• Regina Rhodes

Social Media's Downward Spiral: Is Comparison Ruling Your Life?

When you get a social media notification, your brain sends a chemical messenger called dopamine along a reward pathway, making you feel good. Dopamine is associated with food, exercise, love, sex, gambling, drugs …and presently, social media.

Today's world is filled with opportunities to scale your worth against those around you. Everyone is promoting their success on social media, and it can lead you to question whether you're desirable enough.



Perhaps you've found yourself thinking things like:

  • Am I as relevant as my competitor's they have much better resources than I.

  • That content creator has way more followers and videos than I do, am I doing something wrong?

  • I should post professional and edited pictures and videos in order to keep up with my social media friends.

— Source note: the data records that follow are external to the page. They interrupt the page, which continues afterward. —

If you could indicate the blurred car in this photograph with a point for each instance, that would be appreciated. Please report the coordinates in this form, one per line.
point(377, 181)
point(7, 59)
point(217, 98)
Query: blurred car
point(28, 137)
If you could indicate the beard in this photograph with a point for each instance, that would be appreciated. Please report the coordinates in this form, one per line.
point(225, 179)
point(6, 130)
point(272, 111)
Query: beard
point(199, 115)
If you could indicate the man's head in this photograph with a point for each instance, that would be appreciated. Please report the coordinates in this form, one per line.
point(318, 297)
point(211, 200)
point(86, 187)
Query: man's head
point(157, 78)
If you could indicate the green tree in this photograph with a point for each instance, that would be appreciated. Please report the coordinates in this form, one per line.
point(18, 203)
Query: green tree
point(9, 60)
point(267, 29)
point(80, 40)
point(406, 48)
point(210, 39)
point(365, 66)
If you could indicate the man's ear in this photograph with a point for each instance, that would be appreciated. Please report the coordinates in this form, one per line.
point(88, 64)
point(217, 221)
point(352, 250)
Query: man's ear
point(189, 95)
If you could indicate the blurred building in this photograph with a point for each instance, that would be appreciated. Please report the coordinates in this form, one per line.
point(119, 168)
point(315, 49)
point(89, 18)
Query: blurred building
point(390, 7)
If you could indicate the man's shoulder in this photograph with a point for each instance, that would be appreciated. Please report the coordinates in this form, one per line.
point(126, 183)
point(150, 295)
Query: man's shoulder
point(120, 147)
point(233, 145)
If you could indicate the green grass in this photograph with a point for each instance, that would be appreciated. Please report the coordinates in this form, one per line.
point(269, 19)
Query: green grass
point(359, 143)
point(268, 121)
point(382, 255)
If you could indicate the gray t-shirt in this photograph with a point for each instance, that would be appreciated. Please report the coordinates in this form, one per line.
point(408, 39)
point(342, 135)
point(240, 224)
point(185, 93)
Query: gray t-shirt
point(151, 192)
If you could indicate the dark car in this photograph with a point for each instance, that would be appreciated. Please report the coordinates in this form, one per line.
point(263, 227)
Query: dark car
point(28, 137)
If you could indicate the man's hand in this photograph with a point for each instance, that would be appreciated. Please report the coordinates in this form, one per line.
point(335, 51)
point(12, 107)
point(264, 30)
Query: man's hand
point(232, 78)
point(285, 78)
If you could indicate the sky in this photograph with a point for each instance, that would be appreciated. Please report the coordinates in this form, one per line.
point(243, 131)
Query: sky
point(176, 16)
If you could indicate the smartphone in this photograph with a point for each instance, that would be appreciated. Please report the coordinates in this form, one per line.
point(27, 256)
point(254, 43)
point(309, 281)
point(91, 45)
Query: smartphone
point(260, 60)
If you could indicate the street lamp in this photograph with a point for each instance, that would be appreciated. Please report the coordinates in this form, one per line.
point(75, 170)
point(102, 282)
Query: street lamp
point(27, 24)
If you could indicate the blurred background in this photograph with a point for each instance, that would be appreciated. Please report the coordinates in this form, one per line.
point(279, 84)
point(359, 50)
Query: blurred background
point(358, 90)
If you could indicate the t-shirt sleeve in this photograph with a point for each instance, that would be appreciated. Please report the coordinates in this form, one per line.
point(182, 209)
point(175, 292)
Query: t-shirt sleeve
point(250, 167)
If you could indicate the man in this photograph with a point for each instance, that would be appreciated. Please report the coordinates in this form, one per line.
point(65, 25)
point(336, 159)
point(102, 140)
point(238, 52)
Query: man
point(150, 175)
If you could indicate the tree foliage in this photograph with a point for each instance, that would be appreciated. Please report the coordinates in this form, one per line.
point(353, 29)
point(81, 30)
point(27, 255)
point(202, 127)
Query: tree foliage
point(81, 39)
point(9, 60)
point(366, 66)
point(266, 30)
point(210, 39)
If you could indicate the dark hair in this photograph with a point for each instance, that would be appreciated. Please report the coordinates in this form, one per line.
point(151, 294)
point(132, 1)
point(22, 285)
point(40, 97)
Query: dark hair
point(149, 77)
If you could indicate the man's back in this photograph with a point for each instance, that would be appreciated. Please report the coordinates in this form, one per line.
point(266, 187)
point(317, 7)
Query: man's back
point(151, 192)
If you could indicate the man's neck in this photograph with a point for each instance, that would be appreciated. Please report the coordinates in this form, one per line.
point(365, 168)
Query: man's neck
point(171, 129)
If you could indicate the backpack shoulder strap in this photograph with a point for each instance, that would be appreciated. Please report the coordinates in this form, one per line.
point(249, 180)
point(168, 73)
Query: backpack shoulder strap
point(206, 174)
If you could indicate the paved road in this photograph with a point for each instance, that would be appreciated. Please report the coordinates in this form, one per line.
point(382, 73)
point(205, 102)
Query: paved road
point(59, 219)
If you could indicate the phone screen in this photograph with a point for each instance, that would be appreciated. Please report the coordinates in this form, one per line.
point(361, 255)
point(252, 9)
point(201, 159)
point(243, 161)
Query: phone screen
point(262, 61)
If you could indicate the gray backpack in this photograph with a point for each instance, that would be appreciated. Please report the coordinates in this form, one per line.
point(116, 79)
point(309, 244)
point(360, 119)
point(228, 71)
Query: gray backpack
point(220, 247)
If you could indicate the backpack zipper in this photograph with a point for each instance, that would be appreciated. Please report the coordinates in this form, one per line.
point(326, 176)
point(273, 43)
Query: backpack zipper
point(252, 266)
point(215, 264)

Social media has experienced an exponential rise in popularity over the last decade, but its mental health effects are still under examination. Evidence supports that social media helps people stay more connected, and social connection is a powerful defense against stress and a benefit to one’s mental health. However, there is also evidence to suggest that social media can do its percentage of harm.


"UPWARD" Comparisons Are More Harmful Than Helpful

When we develop “upward” comparisons, we measure ourselves against people to whom we feel inferior. As social media such as Facebook and Instagram have transformed to display a “highlight reel” nature, it is almost impossible to bypass upward comparisons. These upward measurements can cause a person to experience disappointment, desperation, and even depression.


When all a person sees from his/her friends are their weddings, travel adventures, career promotions, and their ability to deal with adversity without missing a beat, he/she may question where they steered differently in life.



All of these unfiltered comparisons lead to nothing but resentment, and you are left feeling more inadequate about yourself. The only judgments that are considered healthy are those that inspire you to make a shift in your life for the greater.


Other than that, most comparisons are degrading to our positive mental health.


When people start to compare themselves to what they see on social media, they can find themselves trying to meet unrealistic expectations, leading to increased self-doubt, body image insecurity, feelings of anxiety, and lowered self-esteem.


How to Reduce Social Media Comparisons

  1. Know and avoid your triggers. We innocently click on our social medias for entertainment, updates etc, but deep down, we know when and where things start to take a turn for the worst. When you began to notice that you are feeling sad or upset while partaking in the apps; acknowledge this and pick up another activity. 

  2. Reduce your time on social media. Using certain features such as "Time Limit" to consistently remind you that you have been active too long or even deleting the apps during specific time frames. 

  3. Try to figure out why you're making comparisons. Where do these inadequacies stem from, or where they developed from a particular situation?

  4. Focus on quiet instead of noise and practice "mindfulness" in your scrolling by silencing constant content opinions. 



REMEMBER THIS...


You were designed to generate your own style, cultivate your own talents, and perform your own successes in life. You are intended to fulfill your own destiny. 

  • In other words, your negative, disparaging thoughts manifest your own bitter reality.

Fortunately, there are some things you can do to curb the comparisons. Then, your self-worth won't be dependent on how those around you are doing.

  • Recognize that other people have different skills than you or that they have knowledge that could benefit you. 


Then, you'll be intent on learning from them, not pitting yourself against them. The excellent news is, you can learn something from everyone you engage in.


ASK YOURSELF INSTEAD...

  • What message does that person have that could be receivable and helpful to me?

  • What can I gain from this individual's uniqueness?

  • What knowledge, ideas, or areas of expertise does this individual have that could be valuable to me?

Rather than judge people, stay curious. Look for chances to learn, and you'll start to see that other people aren't necessarily better or worse than you--they're just different.


Remember That Life Is a Journey and What You Have Is Enough 


Life is not a competition where you compete with others to see who attains the "dream life" first; instead, life is a long individualized journey. Everyone is on a different voyage, and your personal journey has nothing to do with others but instead has everything to do with you and what you desire.